We optimize our nutrient profiles for each strain, and we use a scientific method to arrive at that. We are data crunchers. We have QR codes on every single bench in both facilities, and we link all of our irrigation and pest management data back to a centralized database so we can constantly have our hands on the flight controls and set tolerance levels so if you go out of bounds for even a second you know exactly what to do to get back.
MV: How did the company overcome the challenges of growing in the Sonoran Desert?
EW: At the core of it, the desert makes you sweat sometimes. It got up to 122 degrees this past summer. When we were doing the initial design of these facilities, we had to take into account that there was going to be this max heat load during the summertime that factored into the level of insulation that goes into the walls. It factored into the rating for our HVAC systems. When the sun shines on the wrong wall, it will disrupt the convection currents in the room and you’ve got to monitor that airflow constantly because you could have something pop up like powdery mildew or botrytis.
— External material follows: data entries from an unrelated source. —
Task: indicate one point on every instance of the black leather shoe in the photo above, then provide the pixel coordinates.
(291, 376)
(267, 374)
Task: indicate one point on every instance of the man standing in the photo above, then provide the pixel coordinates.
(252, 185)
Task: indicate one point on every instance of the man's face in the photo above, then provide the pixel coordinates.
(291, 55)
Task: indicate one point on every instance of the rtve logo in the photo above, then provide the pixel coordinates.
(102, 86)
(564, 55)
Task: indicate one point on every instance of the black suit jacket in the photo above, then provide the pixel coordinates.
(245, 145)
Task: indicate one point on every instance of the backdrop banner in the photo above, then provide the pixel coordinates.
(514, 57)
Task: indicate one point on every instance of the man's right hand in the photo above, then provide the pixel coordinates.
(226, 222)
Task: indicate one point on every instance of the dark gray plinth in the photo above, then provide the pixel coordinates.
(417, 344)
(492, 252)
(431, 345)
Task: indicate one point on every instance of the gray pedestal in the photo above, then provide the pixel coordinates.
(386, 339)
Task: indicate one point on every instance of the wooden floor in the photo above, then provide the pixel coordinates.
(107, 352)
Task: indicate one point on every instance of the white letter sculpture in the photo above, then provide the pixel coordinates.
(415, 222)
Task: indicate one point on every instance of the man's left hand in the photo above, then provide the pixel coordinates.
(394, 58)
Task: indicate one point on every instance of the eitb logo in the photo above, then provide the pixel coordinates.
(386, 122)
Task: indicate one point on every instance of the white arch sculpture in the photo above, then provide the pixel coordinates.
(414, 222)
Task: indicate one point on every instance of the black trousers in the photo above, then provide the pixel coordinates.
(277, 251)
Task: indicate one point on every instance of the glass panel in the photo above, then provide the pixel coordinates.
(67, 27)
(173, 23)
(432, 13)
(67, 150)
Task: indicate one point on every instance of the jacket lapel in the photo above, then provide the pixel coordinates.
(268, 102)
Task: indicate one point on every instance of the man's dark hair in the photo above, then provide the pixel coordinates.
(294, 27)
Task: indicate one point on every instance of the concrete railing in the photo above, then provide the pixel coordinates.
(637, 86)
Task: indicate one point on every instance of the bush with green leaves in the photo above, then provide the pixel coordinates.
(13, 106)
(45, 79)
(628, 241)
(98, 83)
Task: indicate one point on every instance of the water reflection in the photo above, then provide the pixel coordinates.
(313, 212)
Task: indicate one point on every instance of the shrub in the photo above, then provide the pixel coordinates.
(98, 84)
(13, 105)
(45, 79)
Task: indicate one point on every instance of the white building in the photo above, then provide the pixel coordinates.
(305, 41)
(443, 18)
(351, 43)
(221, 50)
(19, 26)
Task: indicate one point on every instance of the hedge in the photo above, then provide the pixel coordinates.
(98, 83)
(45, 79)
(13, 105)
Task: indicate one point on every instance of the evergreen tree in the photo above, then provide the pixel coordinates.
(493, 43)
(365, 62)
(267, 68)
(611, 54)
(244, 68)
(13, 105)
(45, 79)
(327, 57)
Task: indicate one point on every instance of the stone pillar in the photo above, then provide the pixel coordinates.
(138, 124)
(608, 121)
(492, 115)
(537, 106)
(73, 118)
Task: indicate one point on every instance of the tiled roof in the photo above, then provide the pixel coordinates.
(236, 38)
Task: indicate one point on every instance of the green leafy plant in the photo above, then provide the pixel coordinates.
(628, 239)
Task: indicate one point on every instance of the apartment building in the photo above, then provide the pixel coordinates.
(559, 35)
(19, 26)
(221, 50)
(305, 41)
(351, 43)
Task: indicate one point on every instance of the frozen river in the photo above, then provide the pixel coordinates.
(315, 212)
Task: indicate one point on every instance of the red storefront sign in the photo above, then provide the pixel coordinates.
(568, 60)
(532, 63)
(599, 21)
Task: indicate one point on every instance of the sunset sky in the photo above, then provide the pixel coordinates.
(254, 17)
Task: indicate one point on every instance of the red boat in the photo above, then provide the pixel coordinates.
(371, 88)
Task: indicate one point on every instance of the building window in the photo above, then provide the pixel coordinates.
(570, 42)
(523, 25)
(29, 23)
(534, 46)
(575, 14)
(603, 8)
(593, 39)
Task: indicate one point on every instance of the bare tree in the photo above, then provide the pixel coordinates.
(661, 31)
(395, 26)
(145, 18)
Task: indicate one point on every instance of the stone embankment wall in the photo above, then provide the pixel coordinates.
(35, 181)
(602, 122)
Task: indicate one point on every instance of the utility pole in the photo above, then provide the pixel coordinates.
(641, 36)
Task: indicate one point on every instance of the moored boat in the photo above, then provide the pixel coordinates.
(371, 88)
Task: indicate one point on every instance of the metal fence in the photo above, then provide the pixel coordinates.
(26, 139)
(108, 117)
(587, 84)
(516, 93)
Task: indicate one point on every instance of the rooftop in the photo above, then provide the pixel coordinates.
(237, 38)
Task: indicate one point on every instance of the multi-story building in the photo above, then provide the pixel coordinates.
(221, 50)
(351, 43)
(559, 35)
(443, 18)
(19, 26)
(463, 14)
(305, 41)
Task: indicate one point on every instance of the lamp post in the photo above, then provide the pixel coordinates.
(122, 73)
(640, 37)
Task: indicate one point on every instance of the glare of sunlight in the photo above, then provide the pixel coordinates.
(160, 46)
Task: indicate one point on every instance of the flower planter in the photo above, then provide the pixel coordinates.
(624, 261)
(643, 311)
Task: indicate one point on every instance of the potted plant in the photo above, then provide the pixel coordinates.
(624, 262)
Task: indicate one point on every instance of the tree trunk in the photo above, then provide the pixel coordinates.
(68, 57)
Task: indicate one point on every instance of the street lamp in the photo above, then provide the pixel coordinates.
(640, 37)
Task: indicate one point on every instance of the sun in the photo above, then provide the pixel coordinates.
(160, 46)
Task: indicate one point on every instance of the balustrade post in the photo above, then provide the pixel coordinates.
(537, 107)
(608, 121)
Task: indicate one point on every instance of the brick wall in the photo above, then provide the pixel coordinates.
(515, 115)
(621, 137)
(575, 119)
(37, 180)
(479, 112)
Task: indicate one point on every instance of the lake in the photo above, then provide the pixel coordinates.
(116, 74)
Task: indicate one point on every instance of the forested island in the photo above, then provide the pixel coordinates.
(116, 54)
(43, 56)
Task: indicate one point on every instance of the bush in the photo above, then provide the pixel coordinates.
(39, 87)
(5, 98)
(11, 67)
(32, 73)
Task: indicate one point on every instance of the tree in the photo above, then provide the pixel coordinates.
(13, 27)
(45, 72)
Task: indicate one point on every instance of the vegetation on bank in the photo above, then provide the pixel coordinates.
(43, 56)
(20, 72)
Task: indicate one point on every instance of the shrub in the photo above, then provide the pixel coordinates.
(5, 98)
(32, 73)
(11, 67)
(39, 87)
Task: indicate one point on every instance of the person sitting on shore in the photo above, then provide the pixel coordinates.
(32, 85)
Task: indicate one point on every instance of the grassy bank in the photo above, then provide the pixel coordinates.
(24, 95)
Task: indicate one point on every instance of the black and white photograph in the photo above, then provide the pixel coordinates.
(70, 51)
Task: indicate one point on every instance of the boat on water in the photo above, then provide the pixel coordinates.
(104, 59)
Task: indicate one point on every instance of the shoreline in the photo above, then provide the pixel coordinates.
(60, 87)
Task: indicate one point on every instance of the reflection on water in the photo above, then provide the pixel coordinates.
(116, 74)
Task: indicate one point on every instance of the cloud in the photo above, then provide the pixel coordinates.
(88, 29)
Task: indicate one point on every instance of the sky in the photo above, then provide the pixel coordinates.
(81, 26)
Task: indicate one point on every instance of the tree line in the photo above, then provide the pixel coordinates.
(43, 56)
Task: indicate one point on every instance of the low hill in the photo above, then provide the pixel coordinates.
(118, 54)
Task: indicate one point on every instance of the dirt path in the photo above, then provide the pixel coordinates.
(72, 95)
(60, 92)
We had to put a ton of HVAC in there and dehumidification and we had to make sure these things are locked tight. You might think there’s a low level of pest pressure in the desert, but this is not totally true. We get 60 mph wind gusts, and if that door is open for too long and there’s no quarantine zone, then you just let in eight pests and ruined crops for three months.
MV: What have you done to ensure Desert Underground’s production methods are scalable?
EW: We have in place what we call a professional garden, which means we take down three harvests every single week. To do that, you have to preplan one year in advance and set up your mother stock so that you are properly meeting the production schedule. What that allows us to do for our customers is say, ‘I can tell you exactly what is going to come down eight months from now, and I can tell you within a degree of freedom exactly how many pounds of premium, small, trim, shake or whatever, so you can actually plan for your launches,’ because we know exactly what our run capacity is for the next year.
MV: How did you decide what to grow so far in advance?
EW: It’s weird, it’s almost like fast fashion. People smoke what they want and that might change in three months. It’s not like The Gap or Banana Republic, where 12 months from now you can forecast super well. We have a screening process we go through where we work with the consumers, the people on our team and our B2B clients, and we try to find the best strains that fit the current market profile of the consumer. And we do some consumer segmentation on that side as well. We then match all those data points together.
We hired a really solid head of brand development. We studied the data from New Frontier, BDSA and Pistol Data to look at what these other brands are doing and how they are able to maximize the proposition for the company, and we determined that we were going to put together more of an infrastructure where you have Desert Underground as your lifestyle brand that will have its own products, merch and lifestyle components to it, but beneath that you will have your sub-brands that help to maximize the consumer proposition.
MV: What are the next products you’re looking at launching?
EW: Screaming Trumpets came out in November, and we’ll have some line extensions with that. We are going to be doing 10-gram tins, 20-gram small bags and we’re going to do kief pucks as well. Those are all coming out over the next three months. We are starting to look at what products we can launch under Desert Underground itself.
We don’t know what that is yet but it’s probably not going to be an eighth in a glass jar like every other person on the market. We are going to find the blue water, and we are going to put together some really innovative stuff that might play with terpenes or the overall entourage effect or cooking SKUs.
This interview was edited for length and clarity.